Buckley: Today Nick would probably be a hard-case PR guy–someone who takes on really difficult clients. Like, say, Jack Abramoff. Or Paul Wolfowitz.
Lopez: What is your relationship with Jack Abramoff?
Buckley: Jack and I went into this scheme together to defraud Indian tribes. It almost worked. Fortunately, the Feds haven’t gotten wind of my involvement in it all yet. So don’t tell them.
Lopez: Who plays Senator Finisterre in real life today?
Buckley: There are a number of what I would call Big Nannies in the Senate today. The original inspiration for Senator Finisterre back in 1193 when I was writing the book was Senator Ted Kennedy.
Lopez: Was there ever any question that you would appear in the film?
Buckley: I never thought I would be in the movie, but Jason very kindly gave me a cameo. People say, “I saw your Hitchcock moment.” I fear they’re commenting on my increasingly Hitchcockian girth.
Lopez: Does your sense of humor come from mom or dad?
Buckley: My mother is one of the funniest human beings on earth, so yes, I think I got quite a bit of my sense of humor from her.

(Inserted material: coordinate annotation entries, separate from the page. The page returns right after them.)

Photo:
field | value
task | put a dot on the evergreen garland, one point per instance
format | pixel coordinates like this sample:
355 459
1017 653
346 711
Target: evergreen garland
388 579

Lopez: What’s your favorite WFB book?
Buckley: Probably Airborne, about our sail together across the Atlantic in 1975.
Lopez: Who should play your father in a movie about him and the rise of the Right?
Buckley: Very good question. The actor would have to be very handsome and very smart. A younger Sam Waterston, for instance. (Also a Yalie.)
Lopez: Would you ever consider writing a satirical novel about Yale admitting a “retired” Taliban–or is that just nuts?
Buckley: I not only would consider it but I think I’ll steal the idea and do it. Thank you!
Lopez: Do we have any new works of comic genius from you to look forward to? Any works in progress?
Buckley: Very kind of you to put it that way. I’m working on a novel called Boomsday, about retiring Baby Boomers. It’s my 12th book and really, they don’t get any easier.